Toward Semantic Block Chunking

Nero_eth · September 29, 2025, 12:04pm

Toward Semantic Block Chunking

As block gas limits increase, the size of Ethereum blocks will inevitably grow. We cannot rely on monolithic blocks that are compressed, propagated, and only then executed. At some point, we need to introduce block chunking to reduce latency, smooth propagation, and relieve validators in the critical path.

In an earlier post, I described semantic payload chunking and the motivation behind it. Now, I want to take that idea further: real progress comes from treating semantic chunks as first-class objects, and going a step beyond by separating chunk access lists (CALs) from the chunks themselves.

Taxonomy recap

There are several distinct ways to think about chunking blocks:

(1) At the basic level, one can simply take the RLP-serialized block as a byte stream and cut it into fixed-size slices. These fragments are easy to propagate and fit well with transport protocols, but they carry no meaning: a validator cannot do anything with them until the entire block is reassembled. This form of non-semantic chunking helps with bandwidth smoothing and data availability, but does not improve execution latency.

(2) A step up in structure is to split the block along its natural schema boundaries. Here, the header, the transaction list, withdrawals, receipts, and execution outputs would all be propagated as independent objects. The pieces correspond to protocol-defined fields and allow, for instance, partial fetching of headers before the full body, or prioritizing attestations. However, these components often only make sense together: execution still requires the full payload, so the benefits for validator latency remain limited.

(3) The more ambitious version is to redefine the block itself as a sequence of self-contained chunks. Each chunk carries its own header, transactions, and post-state root, and is independently verifiable as an object.
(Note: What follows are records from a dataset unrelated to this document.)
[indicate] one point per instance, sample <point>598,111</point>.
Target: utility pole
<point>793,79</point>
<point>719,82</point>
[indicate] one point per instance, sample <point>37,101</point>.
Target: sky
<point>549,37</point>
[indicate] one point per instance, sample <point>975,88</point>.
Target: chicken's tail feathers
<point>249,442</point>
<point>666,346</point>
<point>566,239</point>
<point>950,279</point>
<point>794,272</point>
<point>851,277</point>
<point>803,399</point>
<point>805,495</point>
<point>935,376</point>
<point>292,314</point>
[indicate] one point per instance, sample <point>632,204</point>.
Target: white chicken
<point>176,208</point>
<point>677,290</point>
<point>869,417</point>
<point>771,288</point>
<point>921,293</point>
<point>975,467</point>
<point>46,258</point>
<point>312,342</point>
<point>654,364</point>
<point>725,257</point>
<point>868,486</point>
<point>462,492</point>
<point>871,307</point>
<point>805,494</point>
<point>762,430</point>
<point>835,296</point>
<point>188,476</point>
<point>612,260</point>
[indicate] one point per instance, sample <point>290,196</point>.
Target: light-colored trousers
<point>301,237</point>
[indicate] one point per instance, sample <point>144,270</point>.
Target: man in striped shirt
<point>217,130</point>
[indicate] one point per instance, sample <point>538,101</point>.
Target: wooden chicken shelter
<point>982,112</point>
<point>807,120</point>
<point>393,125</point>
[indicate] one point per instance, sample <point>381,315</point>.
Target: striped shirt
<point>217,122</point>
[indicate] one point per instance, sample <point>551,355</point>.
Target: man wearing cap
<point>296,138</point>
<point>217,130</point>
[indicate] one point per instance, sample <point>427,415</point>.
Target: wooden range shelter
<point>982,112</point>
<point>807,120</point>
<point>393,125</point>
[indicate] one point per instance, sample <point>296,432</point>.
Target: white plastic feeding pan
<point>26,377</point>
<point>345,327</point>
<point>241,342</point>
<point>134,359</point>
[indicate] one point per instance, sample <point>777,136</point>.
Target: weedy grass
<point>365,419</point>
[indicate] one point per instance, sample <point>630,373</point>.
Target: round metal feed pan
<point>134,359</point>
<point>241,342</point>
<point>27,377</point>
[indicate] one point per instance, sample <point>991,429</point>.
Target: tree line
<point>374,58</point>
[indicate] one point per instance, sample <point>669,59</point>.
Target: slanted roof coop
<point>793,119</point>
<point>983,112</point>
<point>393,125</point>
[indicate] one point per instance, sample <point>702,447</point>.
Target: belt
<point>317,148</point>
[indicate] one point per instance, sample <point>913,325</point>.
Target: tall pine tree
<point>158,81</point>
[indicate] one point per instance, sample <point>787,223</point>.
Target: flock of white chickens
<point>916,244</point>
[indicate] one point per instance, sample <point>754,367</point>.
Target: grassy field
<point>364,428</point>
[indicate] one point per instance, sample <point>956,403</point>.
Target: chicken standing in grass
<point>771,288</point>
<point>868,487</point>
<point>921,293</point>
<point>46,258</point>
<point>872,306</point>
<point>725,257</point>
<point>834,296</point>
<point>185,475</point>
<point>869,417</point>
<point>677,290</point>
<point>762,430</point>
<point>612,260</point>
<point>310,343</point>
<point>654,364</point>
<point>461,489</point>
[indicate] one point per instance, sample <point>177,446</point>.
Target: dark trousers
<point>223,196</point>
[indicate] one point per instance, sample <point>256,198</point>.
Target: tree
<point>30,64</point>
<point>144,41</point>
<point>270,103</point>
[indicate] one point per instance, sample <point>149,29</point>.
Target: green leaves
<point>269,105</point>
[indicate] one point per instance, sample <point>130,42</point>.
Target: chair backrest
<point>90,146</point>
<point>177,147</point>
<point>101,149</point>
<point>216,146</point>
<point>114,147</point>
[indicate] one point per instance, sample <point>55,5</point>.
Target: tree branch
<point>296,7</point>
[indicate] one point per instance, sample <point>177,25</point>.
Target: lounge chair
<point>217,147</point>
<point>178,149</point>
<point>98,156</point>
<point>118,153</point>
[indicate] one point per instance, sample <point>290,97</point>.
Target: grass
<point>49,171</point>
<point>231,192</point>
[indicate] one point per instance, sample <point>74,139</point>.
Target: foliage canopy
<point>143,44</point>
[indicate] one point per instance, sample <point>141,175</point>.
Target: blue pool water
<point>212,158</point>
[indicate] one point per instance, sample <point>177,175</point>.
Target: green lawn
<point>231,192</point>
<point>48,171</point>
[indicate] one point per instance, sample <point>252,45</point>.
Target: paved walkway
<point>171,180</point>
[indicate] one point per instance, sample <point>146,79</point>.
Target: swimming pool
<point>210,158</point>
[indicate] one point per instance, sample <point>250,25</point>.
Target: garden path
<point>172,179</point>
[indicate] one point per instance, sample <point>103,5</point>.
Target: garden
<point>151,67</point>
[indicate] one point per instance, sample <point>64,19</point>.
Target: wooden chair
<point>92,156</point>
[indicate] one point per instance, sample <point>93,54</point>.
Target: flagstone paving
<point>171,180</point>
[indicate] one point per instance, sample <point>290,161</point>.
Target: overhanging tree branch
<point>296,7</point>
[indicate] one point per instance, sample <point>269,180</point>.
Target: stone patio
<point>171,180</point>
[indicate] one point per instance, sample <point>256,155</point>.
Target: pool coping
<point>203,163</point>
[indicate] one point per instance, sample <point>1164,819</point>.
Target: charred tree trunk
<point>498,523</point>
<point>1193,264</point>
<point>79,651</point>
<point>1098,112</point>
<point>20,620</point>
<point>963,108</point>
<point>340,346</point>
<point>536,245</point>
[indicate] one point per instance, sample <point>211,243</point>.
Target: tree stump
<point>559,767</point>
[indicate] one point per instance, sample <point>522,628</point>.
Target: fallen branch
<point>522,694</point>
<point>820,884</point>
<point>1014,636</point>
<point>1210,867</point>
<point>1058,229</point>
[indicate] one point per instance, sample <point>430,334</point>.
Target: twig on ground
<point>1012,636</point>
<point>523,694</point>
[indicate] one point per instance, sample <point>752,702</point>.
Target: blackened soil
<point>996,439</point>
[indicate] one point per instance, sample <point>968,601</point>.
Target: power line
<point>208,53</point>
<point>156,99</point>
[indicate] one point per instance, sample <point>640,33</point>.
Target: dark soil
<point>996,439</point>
The chain of chunks composes into the canonical block by linking the post-state of one to the pre-state of the next. This goes beyond decomposition and becomes compositional semantic chunking: chunks are not mere fragments but new semantic units of the protocol. Validators can begin execution as soon as the first chunk arrives, without waiting for the full block to arrive. This unlocks true streaming validation and opens the door to per-chunk proofs and parallel proving.

Notably, these approaches are not necessarily exclusive: one could do (3) and separate transactions, withdrawals, execution outputs, etc., from chunks, combining them with the semantic chunking approach of (2). Furthermore, chunks could be split up after serialization, before compression, as described in (1).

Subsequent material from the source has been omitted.